Claude trató de distraerla con indulgencia.
—Quizá son los feos los que están luchando y los que están en casa son agradables, como nuestros vecinos.
—Entonces, ¿por qué no hacen que sus soldados se que’en en casa y no vayan rompiendo las cosas de los demás y echándoos de sus casas? —murmuró indignada—. Dicen que los bebés nacieron en medio de la nieve el invierno pasado y ni’un fuego ni ná pá sus madres. Señó, señorito Claude, no fue así en nuestra guerra, los hombres no hacían ná a las mujeres o los niños. Muchas de las veces nuestra casa estaba llena de soldados del Norte y nunca rompieron ni un tanto así de la porceana de mi madre.

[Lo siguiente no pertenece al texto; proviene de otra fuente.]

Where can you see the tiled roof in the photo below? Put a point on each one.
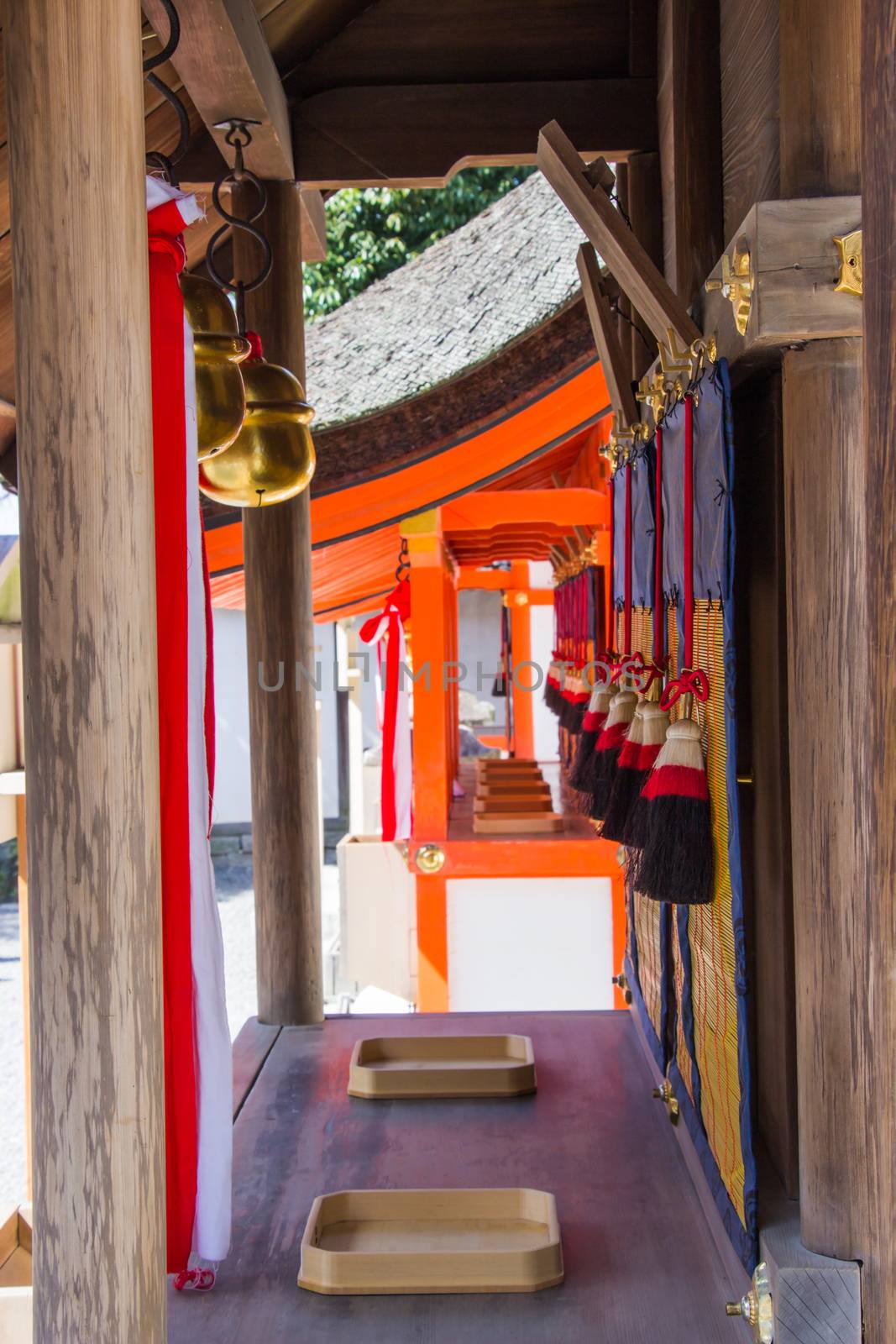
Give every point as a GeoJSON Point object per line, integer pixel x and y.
{"type": "Point", "coordinates": [465, 299]}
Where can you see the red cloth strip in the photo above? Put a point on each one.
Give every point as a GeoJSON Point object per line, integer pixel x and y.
{"type": "Point", "coordinates": [170, 449]}
{"type": "Point", "coordinates": [680, 781]}
{"type": "Point", "coordinates": [658, 606]}
{"type": "Point", "coordinates": [627, 564]}
{"type": "Point", "coordinates": [688, 537]}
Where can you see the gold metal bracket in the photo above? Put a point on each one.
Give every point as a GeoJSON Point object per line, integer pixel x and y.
{"type": "Point", "coordinates": [665, 1095]}
{"type": "Point", "coordinates": [736, 284]}
{"type": "Point", "coordinates": [622, 983]}
{"type": "Point", "coordinates": [757, 1307]}
{"type": "Point", "coordinates": [430, 858]}
{"type": "Point", "coordinates": [851, 264]}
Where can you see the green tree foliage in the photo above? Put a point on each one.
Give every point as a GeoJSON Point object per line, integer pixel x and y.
{"type": "Point", "coordinates": [374, 230]}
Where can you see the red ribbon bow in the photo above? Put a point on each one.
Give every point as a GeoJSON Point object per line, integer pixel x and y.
{"type": "Point", "coordinates": [692, 682]}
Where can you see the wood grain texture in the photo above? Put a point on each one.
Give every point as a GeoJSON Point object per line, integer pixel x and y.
{"type": "Point", "coordinates": [419, 134]}
{"type": "Point", "coordinates": [821, 97]}
{"type": "Point", "coordinates": [645, 213]}
{"type": "Point", "coordinates": [833, 752]}
{"type": "Point", "coordinates": [226, 65]}
{"type": "Point", "coordinates": [636, 1247]}
{"type": "Point", "coordinates": [688, 107]}
{"type": "Point", "coordinates": [763, 756]}
{"type": "Point", "coordinates": [74, 93]}
{"type": "Point", "coordinates": [750, 140]}
{"type": "Point", "coordinates": [614, 241]}
{"type": "Point", "coordinates": [614, 360]}
{"type": "Point", "coordinates": [875, 1092]}
{"type": "Point", "coordinates": [280, 629]}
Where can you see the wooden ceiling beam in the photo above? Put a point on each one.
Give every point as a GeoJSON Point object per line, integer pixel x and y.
{"type": "Point", "coordinates": [228, 71]}
{"type": "Point", "coordinates": [419, 134]}
{"type": "Point", "coordinates": [614, 241]}
{"type": "Point", "coordinates": [604, 327]}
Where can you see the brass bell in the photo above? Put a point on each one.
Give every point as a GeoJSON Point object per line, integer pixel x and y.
{"type": "Point", "coordinates": [217, 347]}
{"type": "Point", "coordinates": [273, 457]}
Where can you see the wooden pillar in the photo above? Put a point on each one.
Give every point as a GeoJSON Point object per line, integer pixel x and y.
{"type": "Point", "coordinates": [689, 111]}
{"type": "Point", "coordinates": [523, 680]}
{"type": "Point", "coordinates": [875, 1095]}
{"type": "Point", "coordinates": [277, 544]}
{"type": "Point", "coordinates": [76, 116]}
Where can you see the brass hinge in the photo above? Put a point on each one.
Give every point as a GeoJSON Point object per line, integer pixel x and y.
{"type": "Point", "coordinates": [851, 264]}
{"type": "Point", "coordinates": [736, 284]}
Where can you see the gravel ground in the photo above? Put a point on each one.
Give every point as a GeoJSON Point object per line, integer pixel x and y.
{"type": "Point", "coordinates": [237, 909]}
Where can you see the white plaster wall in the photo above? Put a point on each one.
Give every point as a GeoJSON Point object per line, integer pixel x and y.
{"type": "Point", "coordinates": [530, 944]}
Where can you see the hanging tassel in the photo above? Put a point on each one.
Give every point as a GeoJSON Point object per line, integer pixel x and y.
{"type": "Point", "coordinates": [676, 862]}
{"type": "Point", "coordinates": [595, 717]}
{"type": "Point", "coordinates": [606, 753]}
{"type": "Point", "coordinates": [624, 819]}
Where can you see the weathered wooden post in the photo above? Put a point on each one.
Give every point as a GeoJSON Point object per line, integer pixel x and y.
{"type": "Point", "coordinates": [277, 543]}
{"type": "Point", "coordinates": [76, 114]}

—Tendrás que volver a hablarme de todo esto algún día, Mahailey. Tengo que comer y volver al trabajo; si no recogemos el trigo, la gente de allí no tendrá nada para llevarse a la boca, ya sabes.
Las imágenes de los periódicos significaban mucho para Mahailey porque apenas podía recordar la Guerra Civil. Mientras estudiaba detenidamente fotografías de campamentos y campos de batalla y pueblos devastados, las cosas volvían a su mente: las compañías de infantería de la Unión llenas de polvo que se paraban a beber en la fría fuente de su madre. Les había visto quitarse las botas y lavar sus pies sangrantes por el camino. Su madre le había dado a un chico infectado de piojos una camisa limpia y ella nunca pudo olvidar la visión de la espalda del muchacho «tan roja como la ternera, donde se había rascado». Cinco de sus hermanos estaban en el ejército confederado. Cuando uno de ellos resultó herido en la segunda batalla de Bull Run, su madre pidió prestado un carro y caballos, hizo un viaje de tres días hasta el hospital de campaña y se trajo al chico a su casa de las montañas. Mahailey se acordaba de cómo sus hermanas mayores se turnaban para echarle agua fría de la fuente en la pierna gangrenada durante todo el día y toda la noche. No quedaban médicos en el vecindario y, como nadie pudo amputarle la pierna al muchacho, murió poco después. Mahailey era la única persona en la casa de los Wheeler que había visto la guerra con sus propios ojos y sentía que este hecho le concedía una indudable superioridad.